In this study enrolling patients with HFpEF (cases; n = 240), and age, sex, and year of echocardiogram matched controls (n = 256), we compare the diagnostic performance (discrimination, calibration, classification, and clinical utility) and prognostic associations (mortality and HF hospitalization) between an updated AI HFpEF model (EchoGo Heart Failure v2) and existing clinical scores (H2FPEF and HFA-PEFF). 

Results

The AI HFpEF model and H2FPEF score demonstrate similar discrimination and calibration, but classification is higher with AI than H2FPEF and HFA-PEFF, attributable to fewer intermediate scores, due to discordant multivariable inputs.
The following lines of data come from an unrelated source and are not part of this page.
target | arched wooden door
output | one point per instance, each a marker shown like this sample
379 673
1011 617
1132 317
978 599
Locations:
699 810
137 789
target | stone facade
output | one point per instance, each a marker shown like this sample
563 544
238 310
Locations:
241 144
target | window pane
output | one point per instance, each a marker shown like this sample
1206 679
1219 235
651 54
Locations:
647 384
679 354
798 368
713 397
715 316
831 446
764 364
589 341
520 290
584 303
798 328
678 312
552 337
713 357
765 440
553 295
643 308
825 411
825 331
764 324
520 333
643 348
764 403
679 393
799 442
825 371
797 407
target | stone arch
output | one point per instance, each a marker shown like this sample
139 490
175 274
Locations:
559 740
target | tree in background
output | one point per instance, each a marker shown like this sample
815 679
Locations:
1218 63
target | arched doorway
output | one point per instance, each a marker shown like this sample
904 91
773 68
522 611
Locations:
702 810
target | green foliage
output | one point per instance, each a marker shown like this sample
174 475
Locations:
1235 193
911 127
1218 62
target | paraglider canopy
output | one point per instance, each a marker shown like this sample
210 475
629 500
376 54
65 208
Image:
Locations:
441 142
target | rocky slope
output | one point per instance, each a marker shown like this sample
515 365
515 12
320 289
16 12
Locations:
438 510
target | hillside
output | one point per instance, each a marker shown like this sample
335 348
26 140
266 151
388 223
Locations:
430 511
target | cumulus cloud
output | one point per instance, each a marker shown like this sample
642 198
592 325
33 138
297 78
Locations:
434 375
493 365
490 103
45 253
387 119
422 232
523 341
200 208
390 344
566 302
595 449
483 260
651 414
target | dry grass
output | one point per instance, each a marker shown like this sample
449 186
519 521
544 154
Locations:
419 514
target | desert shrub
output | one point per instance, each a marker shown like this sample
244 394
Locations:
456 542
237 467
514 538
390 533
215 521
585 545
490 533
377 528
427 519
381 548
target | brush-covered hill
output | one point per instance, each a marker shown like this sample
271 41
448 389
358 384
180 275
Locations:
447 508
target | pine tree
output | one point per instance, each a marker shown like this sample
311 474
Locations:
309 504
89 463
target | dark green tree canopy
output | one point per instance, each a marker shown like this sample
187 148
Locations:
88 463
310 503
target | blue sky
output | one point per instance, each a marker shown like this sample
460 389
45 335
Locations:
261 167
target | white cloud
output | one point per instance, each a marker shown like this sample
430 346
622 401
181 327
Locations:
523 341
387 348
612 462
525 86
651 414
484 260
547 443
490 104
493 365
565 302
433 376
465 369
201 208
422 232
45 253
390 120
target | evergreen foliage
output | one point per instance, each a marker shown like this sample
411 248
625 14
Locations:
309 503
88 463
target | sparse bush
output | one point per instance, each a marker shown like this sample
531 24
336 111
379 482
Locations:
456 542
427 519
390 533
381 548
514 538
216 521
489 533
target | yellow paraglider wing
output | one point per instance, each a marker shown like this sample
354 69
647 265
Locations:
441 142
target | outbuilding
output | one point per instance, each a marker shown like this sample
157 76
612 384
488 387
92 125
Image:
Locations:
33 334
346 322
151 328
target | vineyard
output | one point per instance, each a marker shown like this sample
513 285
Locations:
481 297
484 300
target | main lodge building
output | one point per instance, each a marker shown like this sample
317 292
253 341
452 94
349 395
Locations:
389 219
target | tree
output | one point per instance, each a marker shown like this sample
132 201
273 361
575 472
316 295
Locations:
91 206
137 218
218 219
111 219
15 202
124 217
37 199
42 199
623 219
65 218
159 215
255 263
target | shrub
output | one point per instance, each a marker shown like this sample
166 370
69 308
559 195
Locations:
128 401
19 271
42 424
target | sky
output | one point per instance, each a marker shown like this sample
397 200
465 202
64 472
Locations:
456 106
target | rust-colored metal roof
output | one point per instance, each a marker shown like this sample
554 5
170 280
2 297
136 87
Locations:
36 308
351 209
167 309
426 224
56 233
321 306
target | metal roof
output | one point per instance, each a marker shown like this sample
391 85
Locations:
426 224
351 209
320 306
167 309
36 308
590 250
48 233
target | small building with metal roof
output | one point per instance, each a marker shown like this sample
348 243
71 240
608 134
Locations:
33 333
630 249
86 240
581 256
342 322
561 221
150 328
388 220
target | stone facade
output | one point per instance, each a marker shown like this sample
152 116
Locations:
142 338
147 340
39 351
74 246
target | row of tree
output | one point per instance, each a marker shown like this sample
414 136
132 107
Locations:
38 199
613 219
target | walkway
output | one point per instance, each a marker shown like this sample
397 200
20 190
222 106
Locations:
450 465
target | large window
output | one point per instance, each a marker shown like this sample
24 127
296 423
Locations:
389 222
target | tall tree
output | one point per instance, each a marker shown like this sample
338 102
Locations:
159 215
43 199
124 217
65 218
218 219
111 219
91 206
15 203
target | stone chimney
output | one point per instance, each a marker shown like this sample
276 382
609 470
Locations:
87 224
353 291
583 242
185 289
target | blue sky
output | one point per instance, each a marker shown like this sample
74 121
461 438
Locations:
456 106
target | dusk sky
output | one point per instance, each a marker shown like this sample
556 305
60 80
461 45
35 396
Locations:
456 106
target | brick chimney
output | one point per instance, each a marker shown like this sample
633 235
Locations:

The continuous AI HFpEF model output adds information beyond the H2FPEF, and integration with existing scores increases correct management decisions. Those with a diagnostic positive result from AI have a two-fold increased risk of the composite outcome. 

 

Fig. 2

Figure 1. Shown are the receiver operating characteristic (ROC) curves comparing discrimination for identification of HFpEF using AI HFpEF model vs. the H2FPEF score. AI HFpEF is in blue (area under the curve of the ROC [AUROC]: 0.798, [95% CI 0.756–0.799]), and the H2FPEF score is in orange (0.788, ([0.745–0.789])). The difference between the two was not significant (mean difference in AUROC, 0.01, [–0.043–0.064], p = 0.710 using a two-sided DeLong test).


Conclusion

We conclude that integrating an AI HFpEF model into the existing clinical diagnostic pathway would improve identification of HFpEF in complex clinical cohorts, and patients at risk of adverse outcomes.